Why? HTTPS proxies aren't exactly unheard of, and organizations are already rolling out their own CAs anyway.


Implementing your suggestion would make things very convoluted when it all works perfectly already.

When I'm at work and want to access my online banking securely, I don't want my organization's proxy cache to MITM me. So I choose not to use my organization's MITM CA.

When I'm at work and am working on testing my reproducible server deployment, I really want to use my organization's caching proxy server so that I can download packages at 1 or 10 Gbit instead of the much lower speed of my organization's shared Internet connection.

This is very easily done right now: I use HTTPS for my online banking, and HTTP for my distribution package downloads. Everything points at my organization's proxy server, but no other special arrangements are required.

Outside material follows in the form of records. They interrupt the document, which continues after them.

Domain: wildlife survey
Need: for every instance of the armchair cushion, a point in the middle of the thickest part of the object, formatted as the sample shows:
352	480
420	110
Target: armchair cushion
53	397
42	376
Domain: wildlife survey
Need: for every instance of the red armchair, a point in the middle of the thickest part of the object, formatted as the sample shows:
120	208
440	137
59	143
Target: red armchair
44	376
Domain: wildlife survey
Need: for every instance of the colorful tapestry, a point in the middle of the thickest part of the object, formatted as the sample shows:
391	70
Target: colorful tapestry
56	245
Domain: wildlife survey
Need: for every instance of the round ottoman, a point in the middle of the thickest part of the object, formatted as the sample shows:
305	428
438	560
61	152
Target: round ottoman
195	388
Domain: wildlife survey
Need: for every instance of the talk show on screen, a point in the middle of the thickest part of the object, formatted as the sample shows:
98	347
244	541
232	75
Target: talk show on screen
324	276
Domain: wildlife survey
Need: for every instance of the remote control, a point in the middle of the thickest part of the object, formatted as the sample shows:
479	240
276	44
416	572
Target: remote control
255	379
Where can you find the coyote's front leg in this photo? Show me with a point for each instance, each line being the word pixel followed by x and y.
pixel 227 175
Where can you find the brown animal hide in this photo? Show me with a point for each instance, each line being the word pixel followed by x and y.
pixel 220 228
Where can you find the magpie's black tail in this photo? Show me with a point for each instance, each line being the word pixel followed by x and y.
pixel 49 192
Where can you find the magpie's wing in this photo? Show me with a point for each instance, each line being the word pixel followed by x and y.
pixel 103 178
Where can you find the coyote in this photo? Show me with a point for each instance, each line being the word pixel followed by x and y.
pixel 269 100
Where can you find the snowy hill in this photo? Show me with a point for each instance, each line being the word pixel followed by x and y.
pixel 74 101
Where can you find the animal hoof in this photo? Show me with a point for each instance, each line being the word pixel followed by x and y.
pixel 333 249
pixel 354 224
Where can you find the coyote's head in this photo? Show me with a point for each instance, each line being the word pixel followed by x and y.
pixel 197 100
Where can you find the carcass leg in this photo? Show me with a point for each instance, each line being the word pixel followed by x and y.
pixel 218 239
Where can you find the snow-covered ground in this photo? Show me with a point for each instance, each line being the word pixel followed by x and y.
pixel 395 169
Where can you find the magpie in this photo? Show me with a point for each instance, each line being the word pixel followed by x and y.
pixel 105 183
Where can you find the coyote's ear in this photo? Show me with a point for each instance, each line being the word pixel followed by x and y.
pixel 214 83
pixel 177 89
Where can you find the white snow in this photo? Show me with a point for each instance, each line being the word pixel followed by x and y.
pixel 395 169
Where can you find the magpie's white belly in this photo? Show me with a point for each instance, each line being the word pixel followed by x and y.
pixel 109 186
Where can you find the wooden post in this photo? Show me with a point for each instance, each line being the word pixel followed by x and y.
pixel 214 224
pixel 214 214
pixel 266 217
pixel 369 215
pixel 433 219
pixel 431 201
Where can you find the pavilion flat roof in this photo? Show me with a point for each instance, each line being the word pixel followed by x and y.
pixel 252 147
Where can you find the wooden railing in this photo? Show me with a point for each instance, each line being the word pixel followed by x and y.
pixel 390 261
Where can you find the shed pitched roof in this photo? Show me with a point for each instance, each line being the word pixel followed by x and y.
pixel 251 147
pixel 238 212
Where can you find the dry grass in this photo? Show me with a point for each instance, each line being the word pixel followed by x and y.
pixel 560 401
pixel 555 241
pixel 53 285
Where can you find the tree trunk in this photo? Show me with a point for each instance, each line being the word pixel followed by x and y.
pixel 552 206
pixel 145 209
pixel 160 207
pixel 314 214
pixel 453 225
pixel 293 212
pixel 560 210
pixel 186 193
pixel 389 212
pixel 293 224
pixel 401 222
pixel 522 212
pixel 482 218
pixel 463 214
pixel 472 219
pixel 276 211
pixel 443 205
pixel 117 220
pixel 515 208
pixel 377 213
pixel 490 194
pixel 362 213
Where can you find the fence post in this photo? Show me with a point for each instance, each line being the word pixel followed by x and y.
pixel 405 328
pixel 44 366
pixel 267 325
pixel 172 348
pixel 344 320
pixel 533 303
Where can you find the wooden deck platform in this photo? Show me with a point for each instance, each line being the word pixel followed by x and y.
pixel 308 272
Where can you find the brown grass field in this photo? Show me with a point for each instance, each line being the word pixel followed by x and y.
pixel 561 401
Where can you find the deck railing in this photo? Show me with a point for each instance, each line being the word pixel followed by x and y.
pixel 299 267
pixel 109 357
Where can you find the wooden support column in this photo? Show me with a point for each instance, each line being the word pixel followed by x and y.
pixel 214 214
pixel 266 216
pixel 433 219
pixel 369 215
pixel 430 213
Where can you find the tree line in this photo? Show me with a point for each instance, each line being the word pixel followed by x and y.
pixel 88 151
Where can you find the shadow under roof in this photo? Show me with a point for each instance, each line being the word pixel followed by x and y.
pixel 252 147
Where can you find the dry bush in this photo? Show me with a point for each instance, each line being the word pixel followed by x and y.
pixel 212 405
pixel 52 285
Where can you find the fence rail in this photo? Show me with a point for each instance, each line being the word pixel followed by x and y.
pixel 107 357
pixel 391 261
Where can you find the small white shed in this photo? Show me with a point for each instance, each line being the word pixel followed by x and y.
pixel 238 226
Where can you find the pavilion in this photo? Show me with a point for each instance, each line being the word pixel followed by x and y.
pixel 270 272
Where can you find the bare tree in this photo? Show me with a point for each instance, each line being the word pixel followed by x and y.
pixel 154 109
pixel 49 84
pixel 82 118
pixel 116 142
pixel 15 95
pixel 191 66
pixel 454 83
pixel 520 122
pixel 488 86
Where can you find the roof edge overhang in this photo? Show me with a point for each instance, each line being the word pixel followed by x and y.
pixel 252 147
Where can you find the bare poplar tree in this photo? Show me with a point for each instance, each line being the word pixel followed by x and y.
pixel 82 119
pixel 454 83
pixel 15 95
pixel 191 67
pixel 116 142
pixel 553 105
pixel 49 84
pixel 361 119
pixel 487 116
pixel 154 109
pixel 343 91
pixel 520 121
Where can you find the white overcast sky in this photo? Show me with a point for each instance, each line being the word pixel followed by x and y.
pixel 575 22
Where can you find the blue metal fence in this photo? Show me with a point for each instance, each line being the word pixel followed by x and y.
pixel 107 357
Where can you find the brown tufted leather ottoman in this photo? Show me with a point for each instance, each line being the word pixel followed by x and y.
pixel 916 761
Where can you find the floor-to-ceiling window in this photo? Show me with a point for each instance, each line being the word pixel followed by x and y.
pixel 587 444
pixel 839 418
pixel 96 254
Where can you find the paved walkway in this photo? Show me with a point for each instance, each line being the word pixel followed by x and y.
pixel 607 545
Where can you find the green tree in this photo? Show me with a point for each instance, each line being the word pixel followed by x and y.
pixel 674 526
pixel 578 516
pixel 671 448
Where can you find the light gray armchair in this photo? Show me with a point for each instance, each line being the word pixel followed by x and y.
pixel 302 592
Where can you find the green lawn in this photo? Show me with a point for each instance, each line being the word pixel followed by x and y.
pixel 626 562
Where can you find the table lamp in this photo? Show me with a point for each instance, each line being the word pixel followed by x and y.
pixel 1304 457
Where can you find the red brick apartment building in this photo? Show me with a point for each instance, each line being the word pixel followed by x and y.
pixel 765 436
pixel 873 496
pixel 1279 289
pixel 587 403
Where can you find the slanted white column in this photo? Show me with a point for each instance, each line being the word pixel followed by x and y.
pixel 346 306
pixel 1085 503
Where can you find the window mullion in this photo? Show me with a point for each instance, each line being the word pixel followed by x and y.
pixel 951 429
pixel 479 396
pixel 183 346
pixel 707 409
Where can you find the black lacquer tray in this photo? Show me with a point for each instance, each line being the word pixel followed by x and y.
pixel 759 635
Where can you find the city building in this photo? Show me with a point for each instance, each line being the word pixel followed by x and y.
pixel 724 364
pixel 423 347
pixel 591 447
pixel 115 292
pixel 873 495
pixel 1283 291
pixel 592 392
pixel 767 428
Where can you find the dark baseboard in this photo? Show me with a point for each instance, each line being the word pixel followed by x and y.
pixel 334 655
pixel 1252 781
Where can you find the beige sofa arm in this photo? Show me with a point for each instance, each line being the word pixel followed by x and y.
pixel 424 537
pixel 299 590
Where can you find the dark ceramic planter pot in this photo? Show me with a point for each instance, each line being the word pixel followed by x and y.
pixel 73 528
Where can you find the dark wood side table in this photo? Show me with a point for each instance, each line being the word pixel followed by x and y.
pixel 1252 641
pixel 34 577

You're telling me that my organization has to roll out its own CA, implement HTTPS MITM caching, and I have to add the CA in my test deployment, all for what? So my organization can MITM my online banking, or that my organization's MITM proxy is now an additional attack surface for my online banking?

Sure, there are technical ways round this, but it involves jumping through hoops for no privacy gain. As I've pointed out elsewhere, downloading distribution packages over HTTPS offers no real privacy benefit since what users are downloading can be inferred from download sizes anyway.

Again: all I'm saying is that there are valid use cases for the current status quo.


This might sound like a stupid question, but unless I am grossly under-informed, with HTTPS, all a proxy server can do is forward the connection and the data. The proxy could not see the URL(s) being requested, so caching is not going to work. Or is it?


The proxy can MITM the connection, as long as the browser accepts the proxy's certificate. Corporate environments tend to have their own CA infrastructure, so this isn't much of a problem for them.


> Corporate environments tend to have their own CA infrastructure, so this isn't much of a problem for them.

That's a very broad statement. Some corporate environments certainly do, and so this isn't much of a problem for them. But some corporate environments certainly do not, and so this is a problem for them. What you're essentially doing here is requiring that all corporate environments that don't currently have a CA infrastructure deploy one instead of using HTTP caching that works today. You're positively encouraging CA MITMing here.


>You're positively encouraging CA MITMing here.

Internal to a business that is already MitMing everything, yes. Is that strange?